Napoleon surrendered to the British in 1815. And he and his friends spent the following three weeks aboard Maitland’s ship.
Maitland wrote down his impressions of Napoleon’s entourage.
He says Napoleon’s friend, Count Bertrand, was about 5 ft 10 in [1,78 m]; his wife, Countess Bertrand, was tall; Duke de Rovigo was a tall and handsome man; and Count Las Cases was ’of small stature, being little more than five feet high [1.52 m].”
Another Englishman, Clifford, saw this group in St. Helena. And he also describes Countess Bertrand as a tall woman.
And Betsy, Napoleon’s 13-year-old friend in St. Helena, says the first time she saw Napoleon he was standing next to a very tall Sir George Cockburn, an English baronet.
So these few descriptions seem to confirm that Napoleon moved in a sea of tall people.
Optics: looking shorter
So Napoleon was shorter than his aristocratic peers. Yet, he was still a man of average height compared to the rest of the French.
So why the widespread idea that Napoleon was tiny?
There might be a few reasons:
His tall, fancy guard
In public, Napoleon was always escorted by his Consular/Imperial Guard.
The men of the guard were very tall. The squadrons that usually escorted Napoleon, the Chasseurs a Cheval, were required to be at least 5 ft 9 (1,76 m) tall.
And other units of the guard only accepted men taller than 5 ft 10 (1,78 cm).
These units were meant to look intimidating. The men wore tall, black hats that made them look even taller, and they rode on huge, black horses. It apparently worked. The tallest of these regiments was nicknamed ‘The Giants” and “The Gods” by the civil population.
And each time ‘the people’ saw Napoleon, at parades or in the street, he was surrounded by hundreds of thousands of these “Giants” or by the Chasseurs.
These men with their tall bearskin hats must have looked at least 16 inches (40 cm) taller than Napoleon.
So it is not difficult to imagine how the emperor got the reputation for being tiny.
The stinging British press
The British press can be relentless, just ask any British politician.
And they had heard that Napoleon, Britain’s enemy, was short. So they ridiculed him by exaggerating that trait in their cartoons.
Many of these cartoons/British propaganda circulated throughout Europe.
And they might have helped create the idea that Napoleon was ultra short.
Feet and inches: you must translate!
Napoleon’s measurements can be misunderstood.
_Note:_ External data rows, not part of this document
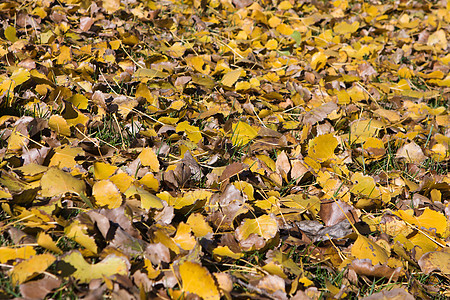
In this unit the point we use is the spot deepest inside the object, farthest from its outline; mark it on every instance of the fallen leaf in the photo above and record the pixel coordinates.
(85, 272)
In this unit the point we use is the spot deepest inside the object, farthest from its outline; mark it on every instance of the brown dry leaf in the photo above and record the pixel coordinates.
(435, 261)
(411, 153)
(394, 294)
(197, 280)
(225, 207)
(38, 289)
(85, 272)
(31, 267)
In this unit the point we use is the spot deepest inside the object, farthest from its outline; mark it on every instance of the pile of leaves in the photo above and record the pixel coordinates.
(224, 149)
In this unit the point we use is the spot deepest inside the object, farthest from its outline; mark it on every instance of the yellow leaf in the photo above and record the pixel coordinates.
(122, 181)
(363, 248)
(285, 29)
(197, 280)
(274, 21)
(272, 44)
(199, 226)
(148, 200)
(318, 60)
(7, 253)
(321, 148)
(103, 170)
(374, 147)
(79, 101)
(243, 86)
(59, 125)
(221, 251)
(86, 272)
(64, 157)
(107, 194)
(151, 272)
(183, 237)
(365, 186)
(231, 77)
(430, 220)
(20, 76)
(77, 232)
(32, 267)
(193, 133)
(10, 34)
(242, 133)
(264, 226)
(149, 159)
(64, 56)
(56, 182)
(362, 129)
(284, 5)
(45, 240)
(344, 27)
(150, 181)
(438, 40)
(198, 64)
(16, 141)
(111, 6)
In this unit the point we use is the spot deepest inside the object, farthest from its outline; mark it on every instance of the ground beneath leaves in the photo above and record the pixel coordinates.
(224, 149)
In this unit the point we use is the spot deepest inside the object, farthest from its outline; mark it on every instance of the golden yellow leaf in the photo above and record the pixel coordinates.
(56, 182)
(149, 159)
(86, 272)
(103, 170)
(111, 6)
(122, 180)
(318, 60)
(20, 76)
(7, 253)
(183, 238)
(199, 226)
(16, 141)
(150, 181)
(59, 125)
(231, 77)
(321, 148)
(344, 27)
(64, 56)
(79, 101)
(224, 251)
(362, 129)
(107, 194)
(242, 133)
(364, 248)
(264, 226)
(193, 133)
(365, 186)
(272, 44)
(31, 267)
(10, 34)
(438, 40)
(197, 280)
(45, 240)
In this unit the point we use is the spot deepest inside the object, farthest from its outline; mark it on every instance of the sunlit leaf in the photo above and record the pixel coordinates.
(197, 280)
(86, 272)
(31, 267)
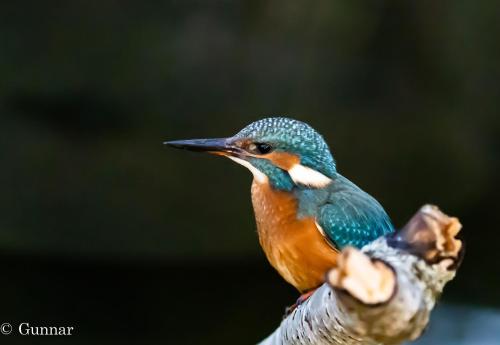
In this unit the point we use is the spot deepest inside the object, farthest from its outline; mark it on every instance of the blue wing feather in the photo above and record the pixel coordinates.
(352, 217)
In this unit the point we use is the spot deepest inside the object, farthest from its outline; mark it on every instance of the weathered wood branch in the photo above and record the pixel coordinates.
(383, 293)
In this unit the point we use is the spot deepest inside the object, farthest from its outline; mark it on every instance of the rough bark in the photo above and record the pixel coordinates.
(383, 293)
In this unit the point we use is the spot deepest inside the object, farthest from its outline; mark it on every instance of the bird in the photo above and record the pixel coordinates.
(306, 212)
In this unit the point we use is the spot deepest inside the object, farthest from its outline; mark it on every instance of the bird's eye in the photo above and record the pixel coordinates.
(262, 148)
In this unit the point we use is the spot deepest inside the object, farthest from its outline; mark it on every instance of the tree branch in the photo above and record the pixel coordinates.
(383, 293)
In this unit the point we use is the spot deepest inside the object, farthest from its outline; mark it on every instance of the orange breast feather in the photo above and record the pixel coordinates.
(294, 247)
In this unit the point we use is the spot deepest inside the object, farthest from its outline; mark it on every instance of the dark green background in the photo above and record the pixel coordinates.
(103, 228)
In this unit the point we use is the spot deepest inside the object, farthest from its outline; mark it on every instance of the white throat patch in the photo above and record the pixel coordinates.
(258, 175)
(308, 177)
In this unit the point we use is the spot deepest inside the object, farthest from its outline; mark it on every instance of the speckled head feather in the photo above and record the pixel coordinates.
(293, 136)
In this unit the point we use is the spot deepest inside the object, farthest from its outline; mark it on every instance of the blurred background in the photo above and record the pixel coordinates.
(104, 229)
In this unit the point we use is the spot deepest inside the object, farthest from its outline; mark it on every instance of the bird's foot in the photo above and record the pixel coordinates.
(302, 298)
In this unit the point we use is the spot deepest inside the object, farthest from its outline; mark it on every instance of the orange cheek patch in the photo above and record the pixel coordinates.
(283, 160)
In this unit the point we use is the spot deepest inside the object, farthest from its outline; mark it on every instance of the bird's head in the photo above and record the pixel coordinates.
(278, 150)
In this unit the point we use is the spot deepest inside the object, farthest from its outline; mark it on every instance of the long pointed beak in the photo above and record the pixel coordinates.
(216, 146)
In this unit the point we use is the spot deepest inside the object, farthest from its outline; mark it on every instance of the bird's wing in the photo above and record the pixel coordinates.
(352, 217)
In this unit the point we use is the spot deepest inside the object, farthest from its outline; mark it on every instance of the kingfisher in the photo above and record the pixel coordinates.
(305, 211)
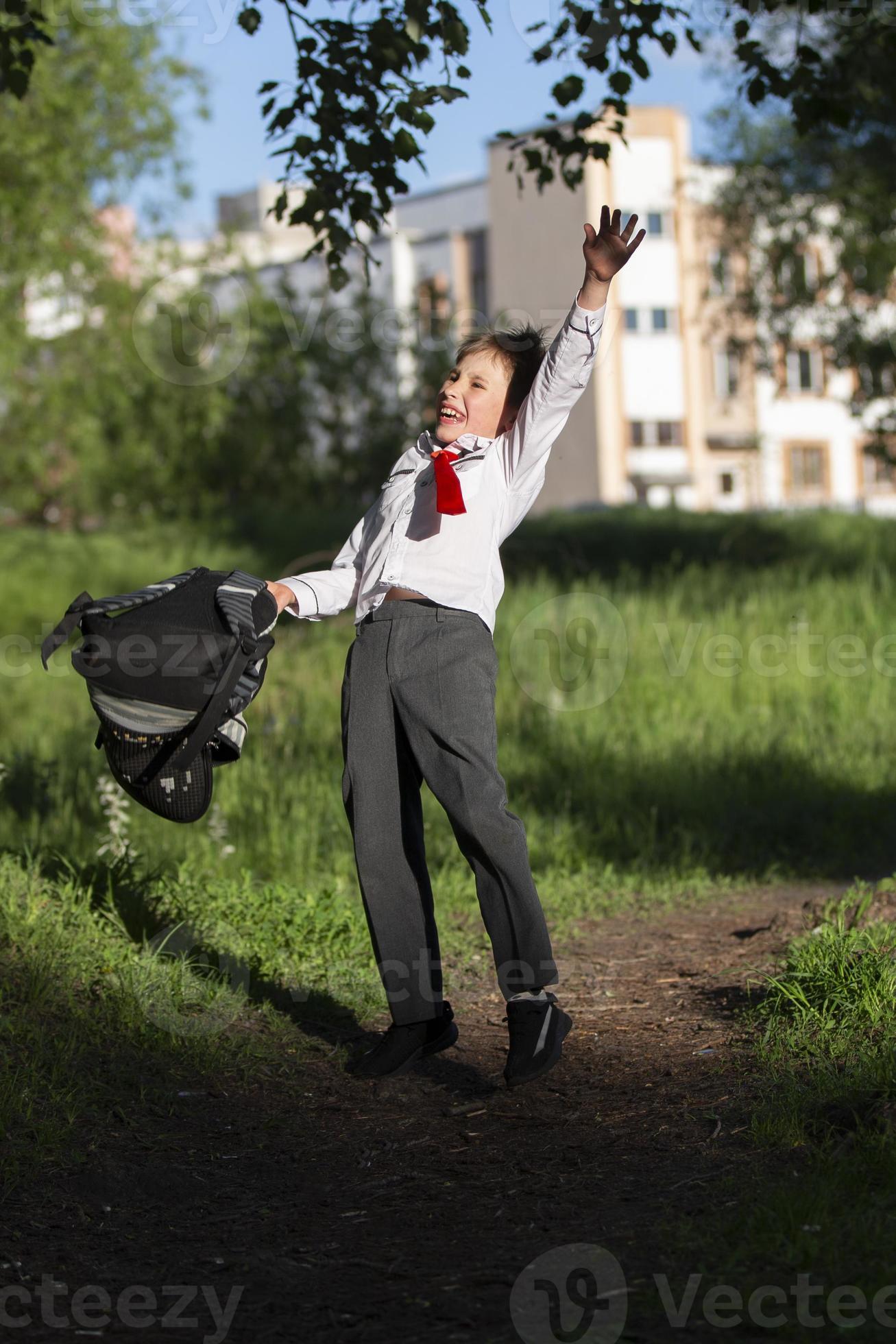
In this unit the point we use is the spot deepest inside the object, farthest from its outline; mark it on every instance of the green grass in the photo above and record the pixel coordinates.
(681, 782)
(823, 1054)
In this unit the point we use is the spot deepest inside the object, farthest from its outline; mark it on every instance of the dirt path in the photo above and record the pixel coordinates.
(403, 1211)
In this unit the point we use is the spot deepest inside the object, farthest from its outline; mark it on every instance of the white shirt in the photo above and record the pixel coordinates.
(455, 560)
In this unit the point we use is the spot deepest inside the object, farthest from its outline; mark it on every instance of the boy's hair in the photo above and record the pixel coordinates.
(520, 350)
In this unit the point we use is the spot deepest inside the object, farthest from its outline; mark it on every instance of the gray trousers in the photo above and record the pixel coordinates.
(418, 704)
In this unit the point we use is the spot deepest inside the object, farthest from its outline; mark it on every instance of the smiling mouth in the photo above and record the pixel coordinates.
(449, 417)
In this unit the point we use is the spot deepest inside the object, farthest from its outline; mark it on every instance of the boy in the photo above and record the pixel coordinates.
(424, 571)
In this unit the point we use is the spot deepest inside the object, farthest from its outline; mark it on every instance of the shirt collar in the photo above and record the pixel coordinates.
(465, 442)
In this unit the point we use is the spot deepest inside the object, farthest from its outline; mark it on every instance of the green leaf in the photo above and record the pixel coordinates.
(249, 21)
(567, 91)
(404, 145)
(757, 89)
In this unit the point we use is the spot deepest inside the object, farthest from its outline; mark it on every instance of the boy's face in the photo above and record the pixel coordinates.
(473, 400)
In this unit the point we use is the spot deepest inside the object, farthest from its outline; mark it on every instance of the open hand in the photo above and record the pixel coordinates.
(607, 252)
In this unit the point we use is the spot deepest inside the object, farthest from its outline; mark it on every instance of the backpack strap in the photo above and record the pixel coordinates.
(84, 604)
(235, 600)
(70, 620)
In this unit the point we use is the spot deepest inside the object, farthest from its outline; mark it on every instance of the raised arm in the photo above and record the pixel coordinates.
(322, 593)
(567, 365)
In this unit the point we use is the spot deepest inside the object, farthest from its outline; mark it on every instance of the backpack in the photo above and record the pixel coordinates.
(169, 670)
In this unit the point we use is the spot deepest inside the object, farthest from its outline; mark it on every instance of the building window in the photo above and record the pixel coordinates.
(476, 242)
(433, 300)
(803, 370)
(799, 272)
(669, 433)
(656, 435)
(721, 273)
(879, 470)
(726, 371)
(806, 468)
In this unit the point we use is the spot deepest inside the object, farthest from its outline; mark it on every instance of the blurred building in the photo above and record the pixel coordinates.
(675, 413)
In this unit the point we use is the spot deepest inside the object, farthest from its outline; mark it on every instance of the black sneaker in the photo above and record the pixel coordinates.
(536, 1029)
(402, 1046)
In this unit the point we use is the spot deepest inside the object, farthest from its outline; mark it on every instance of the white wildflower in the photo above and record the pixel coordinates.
(114, 803)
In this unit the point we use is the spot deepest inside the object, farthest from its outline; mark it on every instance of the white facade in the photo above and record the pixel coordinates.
(672, 414)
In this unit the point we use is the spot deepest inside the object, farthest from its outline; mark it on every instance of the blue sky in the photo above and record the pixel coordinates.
(230, 152)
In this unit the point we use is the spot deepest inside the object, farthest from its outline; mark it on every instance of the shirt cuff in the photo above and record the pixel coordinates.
(586, 319)
(304, 595)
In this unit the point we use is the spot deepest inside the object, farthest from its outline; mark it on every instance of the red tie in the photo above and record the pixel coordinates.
(449, 498)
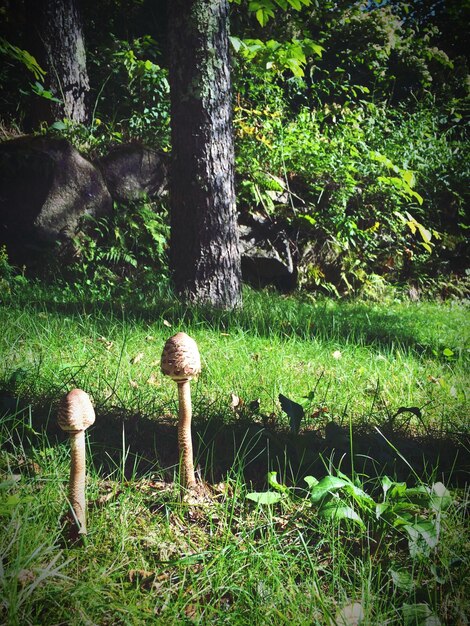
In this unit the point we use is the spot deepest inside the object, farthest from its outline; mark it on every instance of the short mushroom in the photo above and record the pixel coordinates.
(181, 362)
(75, 415)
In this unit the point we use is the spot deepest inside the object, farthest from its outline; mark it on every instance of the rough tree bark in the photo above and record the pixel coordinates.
(58, 44)
(204, 248)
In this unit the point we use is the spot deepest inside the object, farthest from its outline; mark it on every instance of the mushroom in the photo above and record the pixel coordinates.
(181, 362)
(75, 415)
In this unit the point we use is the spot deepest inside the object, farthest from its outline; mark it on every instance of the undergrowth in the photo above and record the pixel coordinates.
(331, 437)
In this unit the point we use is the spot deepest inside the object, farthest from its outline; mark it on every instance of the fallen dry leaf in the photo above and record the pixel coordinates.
(138, 357)
(236, 402)
(350, 615)
(152, 380)
(107, 344)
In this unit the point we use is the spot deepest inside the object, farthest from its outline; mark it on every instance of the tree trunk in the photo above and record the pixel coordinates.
(204, 248)
(58, 44)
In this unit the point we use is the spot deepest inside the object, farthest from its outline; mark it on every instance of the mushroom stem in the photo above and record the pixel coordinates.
(77, 479)
(185, 443)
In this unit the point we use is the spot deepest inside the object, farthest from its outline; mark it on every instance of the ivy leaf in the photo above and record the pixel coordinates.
(264, 497)
(402, 579)
(326, 485)
(294, 411)
(273, 482)
(338, 511)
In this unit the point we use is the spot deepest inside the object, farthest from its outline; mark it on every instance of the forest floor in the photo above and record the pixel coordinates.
(331, 442)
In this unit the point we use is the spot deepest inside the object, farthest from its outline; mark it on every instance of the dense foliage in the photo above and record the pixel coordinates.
(349, 121)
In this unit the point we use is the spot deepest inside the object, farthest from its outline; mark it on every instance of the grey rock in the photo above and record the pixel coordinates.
(46, 187)
(266, 255)
(132, 171)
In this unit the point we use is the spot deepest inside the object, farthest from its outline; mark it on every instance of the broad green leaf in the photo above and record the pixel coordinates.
(311, 481)
(408, 177)
(264, 497)
(294, 410)
(441, 498)
(339, 511)
(381, 508)
(326, 485)
(402, 579)
(273, 482)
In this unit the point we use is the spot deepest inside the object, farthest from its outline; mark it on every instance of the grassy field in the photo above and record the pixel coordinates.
(382, 537)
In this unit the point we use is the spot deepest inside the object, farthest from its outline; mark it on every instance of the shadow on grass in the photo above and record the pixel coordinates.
(267, 313)
(133, 446)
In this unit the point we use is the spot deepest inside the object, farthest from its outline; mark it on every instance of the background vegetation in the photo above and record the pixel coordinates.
(350, 124)
(331, 434)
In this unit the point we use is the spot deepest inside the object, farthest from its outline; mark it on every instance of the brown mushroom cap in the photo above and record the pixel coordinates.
(76, 411)
(180, 358)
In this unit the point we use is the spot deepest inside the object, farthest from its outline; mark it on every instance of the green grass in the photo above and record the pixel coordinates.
(151, 557)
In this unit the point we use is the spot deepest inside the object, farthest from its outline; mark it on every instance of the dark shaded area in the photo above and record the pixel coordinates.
(357, 322)
(141, 445)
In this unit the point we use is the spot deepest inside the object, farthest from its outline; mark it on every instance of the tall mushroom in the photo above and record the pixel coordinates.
(181, 362)
(75, 415)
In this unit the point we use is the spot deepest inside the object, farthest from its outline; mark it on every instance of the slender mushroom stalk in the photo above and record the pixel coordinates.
(181, 362)
(75, 415)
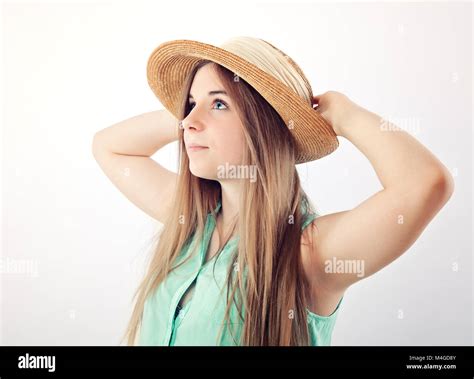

The autopsy report stated he was 5 feet and 2 inches tall. A lot of Englishmen that read that probably thought Napoleon had been ‘short.’
The thing is, his measurements were written in French feet by his Corsican doctor, not in English feet.
Translated to the English system, Napoleon’s height at death was 5 ft 6 in (1,68 m).
But even today you can find a few websites written in English that mistakenly state that Napoleon was 5 ft 2 (1,57 m).
Celebrities that are the same height as Napoleon
If you are wondering what 5 ft 6 (1,68 – 1,69 m), Napoleon’s height, looks like, here is are some celebrities that measure just that: Elijah Wood, Phil Collins, George RR Martin, Roberto Benigni, Aziz Ansari, Frankie Muniz, Ralph Lauren, Bono, Winston Churchill, Marc Anthony, and Jason Priestley.
Now that you know Napoleon’s height and have some context, what do you think? Was Napoleon ‘short’?